Enhance Sensitivity of Multiple Myeloma Testing with Purified CD138 Plasma Cells
- Document # 28731
- Version 2.0.0
- Nov 2019
Multiple myeloma bone marrow samples typically comprise a mix of non-malignant and malignant cells. It can be challenging to detect the small number of malignant myeloma cells when analyzing samples with a large proportion of non-malignant cells. Purification of plasma cells by CD138 positive selection increases the proportion of malignant myeloma cells in the analyte and thereby enhances the detection of genomic aberrations in the sample.

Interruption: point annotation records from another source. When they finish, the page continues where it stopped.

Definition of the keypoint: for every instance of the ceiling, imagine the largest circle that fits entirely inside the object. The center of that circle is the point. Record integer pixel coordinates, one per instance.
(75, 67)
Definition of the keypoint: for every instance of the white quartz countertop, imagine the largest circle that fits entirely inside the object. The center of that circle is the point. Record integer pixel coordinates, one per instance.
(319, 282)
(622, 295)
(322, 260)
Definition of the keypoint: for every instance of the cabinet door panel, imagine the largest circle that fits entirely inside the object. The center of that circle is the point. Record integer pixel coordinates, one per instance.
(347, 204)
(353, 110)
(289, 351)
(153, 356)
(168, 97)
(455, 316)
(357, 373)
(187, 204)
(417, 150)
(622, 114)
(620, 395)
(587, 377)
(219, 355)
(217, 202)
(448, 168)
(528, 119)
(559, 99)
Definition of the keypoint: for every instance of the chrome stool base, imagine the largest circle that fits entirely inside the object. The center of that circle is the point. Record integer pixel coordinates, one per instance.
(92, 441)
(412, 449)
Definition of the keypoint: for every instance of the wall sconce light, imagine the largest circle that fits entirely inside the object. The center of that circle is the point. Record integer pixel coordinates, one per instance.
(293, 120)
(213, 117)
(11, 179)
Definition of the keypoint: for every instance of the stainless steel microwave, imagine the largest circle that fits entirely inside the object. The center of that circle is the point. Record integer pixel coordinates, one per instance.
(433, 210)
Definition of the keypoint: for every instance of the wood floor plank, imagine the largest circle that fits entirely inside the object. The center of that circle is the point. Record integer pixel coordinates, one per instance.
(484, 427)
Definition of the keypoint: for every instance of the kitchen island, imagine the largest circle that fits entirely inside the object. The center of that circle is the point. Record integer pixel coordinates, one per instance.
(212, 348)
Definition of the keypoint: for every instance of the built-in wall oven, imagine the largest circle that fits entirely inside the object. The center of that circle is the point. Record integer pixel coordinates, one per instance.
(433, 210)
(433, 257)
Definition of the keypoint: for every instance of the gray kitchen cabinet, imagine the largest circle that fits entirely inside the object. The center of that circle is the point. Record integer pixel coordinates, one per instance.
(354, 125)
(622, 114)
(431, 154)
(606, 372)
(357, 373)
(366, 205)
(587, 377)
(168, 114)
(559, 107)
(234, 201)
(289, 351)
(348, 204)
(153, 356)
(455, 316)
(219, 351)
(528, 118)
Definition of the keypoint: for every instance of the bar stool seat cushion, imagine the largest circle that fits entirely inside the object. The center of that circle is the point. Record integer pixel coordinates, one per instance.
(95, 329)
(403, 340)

This technical bulletin presents a protocol for the isolation of plasma cells to enhance the sensitivity of downstream analysis such as fluorescence in situ hybridization (FISH), microarray-based assays, genomic sequencing, and gene expression profiling for multiple myeloma testing.
Multiple myeloma is a form of cancer caused by B cell neoplasia that results in dysregulated production and clonal expansion of malignant plasma cells (cells that express CD138 (Syndecan-1) and are involved in the production of antibodies during an immune response).1 The disease is characterized by excessive numbers of abnormal plasma cells in the bone marrow and overproduction of both intact monoclonal immunoglobulins and free monoclonal kappa and lambda immunoglobulin light chains.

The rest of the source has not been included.